OBJECTIVE:To investigate the feasibility of implanting microstimulators to deliver programmed nerve stimulation for sequenced muscle activation to recover arm-hand functions.
DESIGN:By using a minimally invasive procedure and local anesthesia, 5 to 7 microstimulators can be safely and comfortably implanted adjacent to targeted radial nerve branches in the arm and forearm of 7 subjects with poststroke paresis. The microstimulators' position should remain stable with no tissue infection and can be programmed to produce effective personalized functional muscle activity with no discomfort for a preliminary 12-week study. Clinical testing, before and after the study, is reported in the accompanying study.

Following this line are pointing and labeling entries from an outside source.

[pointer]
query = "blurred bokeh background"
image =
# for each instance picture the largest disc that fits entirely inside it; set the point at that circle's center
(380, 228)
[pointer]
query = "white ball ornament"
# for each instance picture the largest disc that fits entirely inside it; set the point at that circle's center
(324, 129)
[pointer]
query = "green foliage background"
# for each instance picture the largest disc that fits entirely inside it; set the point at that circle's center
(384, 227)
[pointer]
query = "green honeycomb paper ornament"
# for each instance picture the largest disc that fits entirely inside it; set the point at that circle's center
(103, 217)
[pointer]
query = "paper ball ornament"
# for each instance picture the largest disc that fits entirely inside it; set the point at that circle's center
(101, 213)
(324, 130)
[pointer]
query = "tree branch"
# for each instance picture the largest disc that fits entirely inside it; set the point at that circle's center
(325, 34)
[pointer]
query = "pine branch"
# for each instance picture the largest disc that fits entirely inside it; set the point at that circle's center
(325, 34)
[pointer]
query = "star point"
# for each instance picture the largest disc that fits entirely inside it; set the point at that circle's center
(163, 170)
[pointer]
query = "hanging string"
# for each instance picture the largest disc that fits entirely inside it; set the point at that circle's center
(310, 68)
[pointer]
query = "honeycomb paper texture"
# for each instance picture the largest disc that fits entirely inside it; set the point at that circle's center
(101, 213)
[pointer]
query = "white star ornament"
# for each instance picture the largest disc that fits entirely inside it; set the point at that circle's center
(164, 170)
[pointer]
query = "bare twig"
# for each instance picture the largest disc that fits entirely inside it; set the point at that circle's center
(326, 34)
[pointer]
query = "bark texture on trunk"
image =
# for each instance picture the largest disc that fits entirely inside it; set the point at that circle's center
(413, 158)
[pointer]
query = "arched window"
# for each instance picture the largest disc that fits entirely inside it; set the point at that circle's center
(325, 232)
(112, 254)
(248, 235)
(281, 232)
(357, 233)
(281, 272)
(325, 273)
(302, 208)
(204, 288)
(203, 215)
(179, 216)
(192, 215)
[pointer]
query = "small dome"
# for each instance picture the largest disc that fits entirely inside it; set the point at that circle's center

SETTING:Microstimulator implantations in a sterile operating room.
PARTICIPANTS:Seven adults, with poststroke hemiparesis of 12 months or more.
INTERVENTION:Under local anesthesia, a stimulating probe was inserted to identify radial nerve branches. Microstimulators were inserted by using an introducer and were retrievable for 6 days by attached suture. Each device was powered via a radiofrequency link from 2 external cuff coils connected to a control unit.
MAIN OUTCOME MEASURES:To achieve low threshold values at the target sites with minimal implant discomfort. Microstimulators and external equipment were monitored over 12 weeks of exercise.
RESULTS:Seven subjects were implanted with 41 microstimulators, 5 to 7 per subject, taking 3.5 to 6 hours. Implantation pain levels were 20% more than anticipated. No infections or microstimulator failures occurred. Mean nerve thresholds ranged between 4.0 to 7.7 microcoulomb/cm(2)/phase over 90 days, indicating that cathodes were within 2 to 4 mm of target sites. In 1 subject, 2 additional microstimulators were inserted.
CONCLUSIONS:Microstimulators were safely implanted with no infection or failure. The system was reliable and programmed effectively to perform exercises at home for functional restoration.